Friday, January 25th, 2008 by Adam Wagner
The Penguins should start learning Swedish
The NHL announced that the Penguins, in their official role as The Team the NHL Uses to Promote the Sport Whenever It Needs a Team To Promote the Sport, are going to open next season in Stockholm, Sweden against the Ottawa Senators. The matchup will likely be between two Eastern Conference heavyweights, but the games are not at all going to be about the hockey.
Instead, the idea behind the promotion is to actively promote the sport in foreign markets. There have been discussions about a European SuperLeague that, if formed, could heavily draw away from the NHL’s talent pool and represent the first legitimate threat to an established American sport league from a foreign market. The NHL has to be aware of this and, as such, has to want Europeans to develop some attachment to its team and its stars.

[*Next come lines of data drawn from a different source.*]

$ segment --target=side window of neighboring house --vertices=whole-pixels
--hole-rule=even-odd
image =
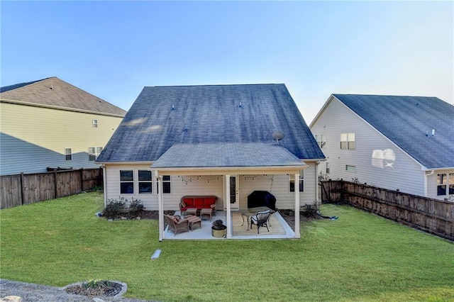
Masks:
[[[157,187],[157,193],[159,193],[159,184]],[[162,175],[162,193],[170,194],[172,193],[172,184],[170,181],[170,175]]]
[[[134,194],[133,170],[120,170],[120,193],[122,194]]]
[[[65,148],[65,160],[72,160],[72,148]]]
[[[295,191],[295,175],[289,175],[289,191]],[[299,171],[299,191],[304,191],[304,170]]]
[[[340,133],[340,149],[355,150],[355,133]]]
[[[139,170],[139,194],[152,193],[152,173],[148,170]]]
[[[446,174],[437,174],[437,195],[446,195]]]
[[[90,147],[88,148],[88,160],[89,162],[94,162],[101,154],[102,147]]]
[[[319,147],[323,148],[325,145],[326,145],[326,135],[324,134],[316,134],[315,140],[317,141],[317,144],[319,144]]]

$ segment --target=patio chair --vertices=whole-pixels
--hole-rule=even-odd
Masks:
[[[271,213],[269,211],[265,211],[265,212],[258,212],[255,216],[251,217],[250,229],[252,230],[253,225],[256,225],[258,234],[260,234],[258,229],[260,227],[266,227],[268,232],[270,232],[270,229],[268,228],[268,219]]]
[[[169,230],[172,231],[174,236],[176,236],[179,233],[189,231],[189,223],[187,219],[183,218],[178,220],[178,221],[175,221],[177,219],[175,219],[175,217],[174,216],[165,215],[164,217],[169,225],[167,232]]]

The NHL also has to be aware that the countries it should be most worried about are
those like Sweden and Finland and the Czech Republic, countries that do not have a strong domestic league and, therefore, basically serve as feeders to the NHL. Gary Bettman and his cronies realize that the Russian SuperLeague is the second-strongest in the world and has the power to be an even larger thorn in the NHL’s side than it already is (Anyone remember Evgeni Malkin having to flee the team hotel in the dead of night in order to escape a contract that he was forced to sign?). The NHL needs to establish a significant presence in these smaller countries so that a European SuperLeague never seems like a legitimate idea for them.
This is much more than just another publicity stunt for the NHL.
Sidney Crosby, of course, is The Kid, the star that the NHL has chosen as its face and
rightfully so. He has teammates, however, such as Malkin and Sergei Gonchar who could help boost the Penguins’ status in Europe. That would be a huge boost to the NHL, as the Penguins could quickly become the Dallas Cowboys of hockey, rooted for by many and hated by some (see: Flyers fans) and, as such, could help ensure the league’s global superiority.
In the meantime, someone needs to get Crosby a How to Learn Swedish tape to listen to during his rehab so that he can be as smooth with the Swiss reporters as he is with the Americans (There is absolutely no chance that Malkin will learn Swedish. He has not even learned English, so I’m not going to go there).
At least the publicity stunt will take place under a roof this time.